Still, economists say government spending isn’t a magic bullet for Russia. Fiscal stimulus—such as the multitrillion-dollar Covid-19 legislation in the U.S.—juices economic activity by giving consumers more money to spend. But the problem Russia faces now isn’t a shortfall of demand, economists say. Instead, it is insufficient supply, because of the disappearance of many imports.
“The problem with the Russian economy is not that people don’t have money,” said Maxim Mironov, a finance professor at IE Business School in Madrid. “It’s that there aren’t enough components, because of supply-chain issues. And you can’t fix that with fiscal stimulus.”
The government will likely target its spending on Mr. Putin’s political base, including elderly Russians and public-sector employees, Mr. Mironov predicted. “They’ll do whatever it takes to ensure that people supported by the government budget and members of law enforcement feel comfortable, because that’s what the system is built on,” he said.
A severe economic crisis could pose a challenge for Mr. Putin, who cemented his popularity by ushering in a period of stability after the chaos of the immediate post-Soviet years. In recent weeks, the president has repeatedly appeared on television to champion economic relief, even as he has claimed victory in beating back the initial onslaught of Western sanctions.
Last week, Mr. Putin urged lawmakers to speed up work on increasing social-welfare payments. Such steps “are aimed at providing direct help to the most vulnerable categories of citizens—families with children and people of the older generation,” he said in televised remarks.
Some economists say the fiscal measures announced by the government so far are insufficient for the scale of Russia’s looming crisis, which they expect to worsen as companies announce more layoffs in the months to come.
“It’s clear that the economy faces hard times, and so far I haven’t seen a concrete plan to rescue the economy,” said Alexandra Osmolovskaya-Suslina, head of the fiscal-policy division at Economic Expert Group, an independent think tank in Moscow.

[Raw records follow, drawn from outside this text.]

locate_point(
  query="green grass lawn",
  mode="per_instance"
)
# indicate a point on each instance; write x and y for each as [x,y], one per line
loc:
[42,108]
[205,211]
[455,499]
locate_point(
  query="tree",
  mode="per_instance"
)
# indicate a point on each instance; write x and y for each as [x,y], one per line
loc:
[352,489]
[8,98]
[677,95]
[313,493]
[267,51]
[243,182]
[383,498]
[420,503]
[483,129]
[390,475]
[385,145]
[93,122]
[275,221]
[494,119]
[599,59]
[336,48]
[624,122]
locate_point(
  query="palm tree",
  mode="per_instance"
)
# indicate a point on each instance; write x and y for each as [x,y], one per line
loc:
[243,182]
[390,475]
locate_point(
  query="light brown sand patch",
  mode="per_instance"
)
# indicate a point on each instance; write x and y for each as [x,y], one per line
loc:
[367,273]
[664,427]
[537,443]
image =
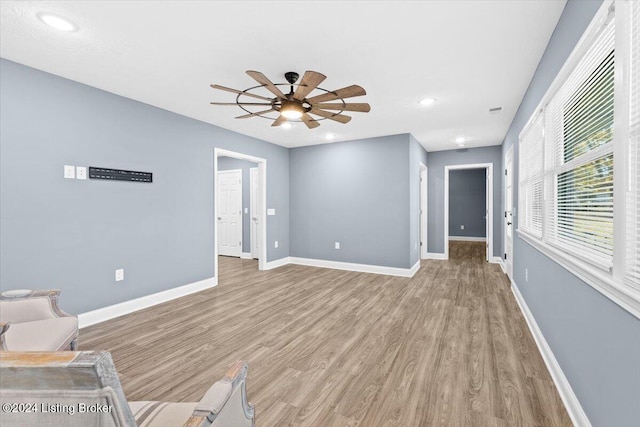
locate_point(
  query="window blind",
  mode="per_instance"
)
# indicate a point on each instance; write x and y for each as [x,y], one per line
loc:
[531,178]
[632,258]
[579,162]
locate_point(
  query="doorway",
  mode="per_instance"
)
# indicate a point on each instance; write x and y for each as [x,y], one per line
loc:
[253,210]
[259,212]
[487,182]
[423,211]
[508,213]
[229,212]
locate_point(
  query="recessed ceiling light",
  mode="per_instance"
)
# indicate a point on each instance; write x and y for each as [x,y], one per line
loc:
[57,22]
[427,101]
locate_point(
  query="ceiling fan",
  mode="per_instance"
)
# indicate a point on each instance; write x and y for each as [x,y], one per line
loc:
[295,105]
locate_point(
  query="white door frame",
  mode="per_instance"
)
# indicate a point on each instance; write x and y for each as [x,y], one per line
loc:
[253,213]
[508,212]
[241,222]
[262,215]
[489,168]
[423,211]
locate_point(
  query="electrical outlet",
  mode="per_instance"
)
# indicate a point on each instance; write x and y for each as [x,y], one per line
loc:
[69,172]
[81,172]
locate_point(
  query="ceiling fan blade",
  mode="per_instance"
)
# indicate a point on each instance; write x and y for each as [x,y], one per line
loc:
[331,116]
[308,120]
[246,116]
[240,103]
[268,84]
[280,120]
[354,106]
[345,92]
[309,82]
[228,89]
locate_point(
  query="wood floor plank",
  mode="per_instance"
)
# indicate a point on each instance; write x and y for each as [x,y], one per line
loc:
[447,347]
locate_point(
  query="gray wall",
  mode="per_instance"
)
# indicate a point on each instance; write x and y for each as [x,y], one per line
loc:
[417,155]
[71,234]
[229,163]
[467,200]
[596,342]
[354,192]
[436,162]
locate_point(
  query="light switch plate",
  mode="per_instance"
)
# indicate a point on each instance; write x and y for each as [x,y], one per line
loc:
[69,172]
[81,172]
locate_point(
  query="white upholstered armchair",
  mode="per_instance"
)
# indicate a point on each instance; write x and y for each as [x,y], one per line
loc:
[79,389]
[33,321]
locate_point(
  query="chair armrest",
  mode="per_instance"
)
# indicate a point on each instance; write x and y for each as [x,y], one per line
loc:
[3,328]
[217,396]
[52,294]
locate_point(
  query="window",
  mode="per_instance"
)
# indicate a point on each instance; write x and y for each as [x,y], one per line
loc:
[578,187]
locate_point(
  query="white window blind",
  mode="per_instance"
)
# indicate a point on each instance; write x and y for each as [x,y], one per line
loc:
[632,259]
[579,162]
[531,177]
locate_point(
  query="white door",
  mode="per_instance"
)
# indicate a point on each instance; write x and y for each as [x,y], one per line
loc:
[487,229]
[423,212]
[508,214]
[230,213]
[254,212]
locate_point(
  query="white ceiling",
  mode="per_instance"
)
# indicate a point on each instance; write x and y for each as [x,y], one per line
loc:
[469,55]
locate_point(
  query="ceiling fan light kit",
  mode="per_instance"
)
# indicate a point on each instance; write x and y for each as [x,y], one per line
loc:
[295,105]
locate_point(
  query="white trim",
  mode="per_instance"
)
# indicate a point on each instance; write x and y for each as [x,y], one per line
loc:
[467,239]
[116,310]
[570,400]
[362,268]
[348,266]
[277,263]
[262,221]
[435,255]
[625,296]
[489,173]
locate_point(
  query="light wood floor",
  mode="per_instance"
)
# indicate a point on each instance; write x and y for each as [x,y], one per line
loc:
[447,347]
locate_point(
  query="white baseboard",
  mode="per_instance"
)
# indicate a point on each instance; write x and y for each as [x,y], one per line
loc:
[277,263]
[435,255]
[361,268]
[570,400]
[100,315]
[468,239]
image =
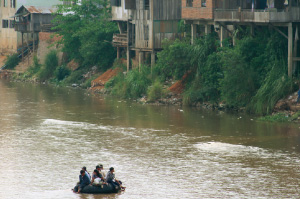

Mr. Siluanov, the finance minister, said last week that Russia wouldn’t borrow to fund its deficit this year. Instead the government is likely to tap its rainy-day fund, which stood at $155 billion in early April.
The government’s decision not to borrow might indicate a wariness about fueling inflation, which jumped to a seven-year high in March as sanctions ratcheted up the price of imports. Sanctions have also closed many overseas debt markets to Russia, limiting the government’s ability to run a deficit.
Russia is likely to be cautious about fiscal stimulus to avoid accelerating inflation, said Elina Ribakova, deputy chief economist at the Institute of International Finance. Any hint that Russia is printing money to finance deficits could destabilize the ruble and unleash a financial crisis, Ms. Ribakova warned.
“If they get too aggressive with fiscal spending, that is a very big risk for the country,” she said.